What raises this above the usual “multibagger stocks” clickbait is that Nath knows this and keeps undercutting his own list. He repeatedly tells you to check where the growth comes from, what it does to margins, and that the trailing P/E makes everything look scarier than it is. He calls Cupid “very expensive,” flags Namo’s SME listing, dislikes the fertiliser sector out loud, and admits his own Sky Gold target looks stretched. That’s a content creator behaving more like an analyst than a hype man. The BlueJet digression — using one company’s client-concentration disaster to teach the CDMO risk — is genuinely the best two minutes of the video.
The weakness is unavoidable: 15 companies in 30 minutes is ~2 minutes each, which is enough to put a name on your radar and not remotely enough to underwrite buying anything. There’s no valuation work, no balance-sheet check, no competitive analysis. Treat it as a sourcing tool — a list of leads to run through a real process — not as conclusions. Score 6: above-average for the genre because of the repeated “here’s what to actually check” scaffolding and the willingness to flag warts, but capped because the core deliverable is recycled management guidance.
Further Reading
- Vishal Khandelwal / Safal Niveshak — the 15-question Business/Management/Price framework is the natural next step for actually evaluating any one of these names.

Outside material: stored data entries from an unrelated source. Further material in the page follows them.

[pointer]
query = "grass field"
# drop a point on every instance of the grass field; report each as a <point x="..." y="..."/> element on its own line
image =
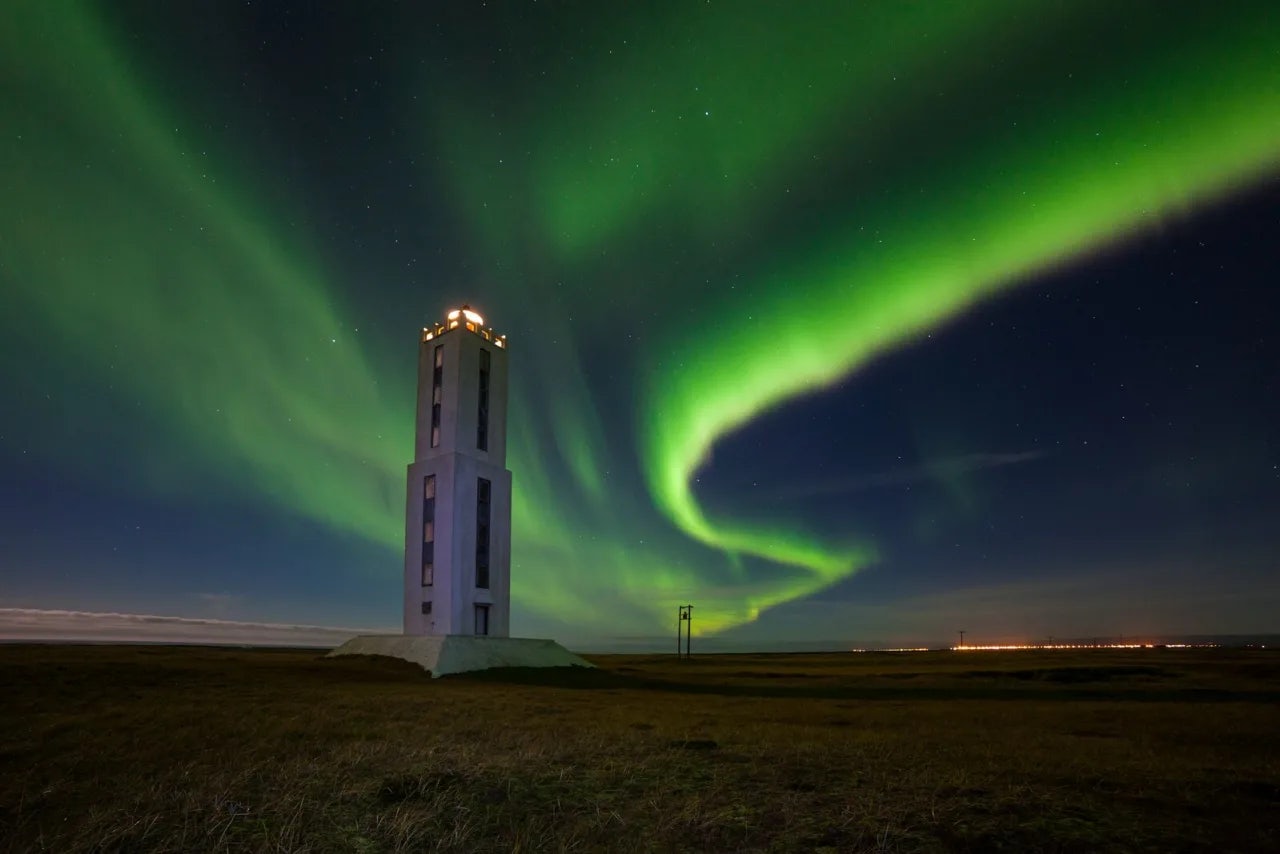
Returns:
<point x="181" y="749"/>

- Kopran / “Kaplan Point Labs” (Nath’s reference) — he suggests it as a comparable to Quality Pharma that has built shareholder wealth in similar B2B pharma.
- Dixon Technologies — Nath’s own example of a high-multiple stock that “normalized” from 150-200x to under 50x as earnings caught up; a useful case study in how trailing P/E misleads on high-growth names.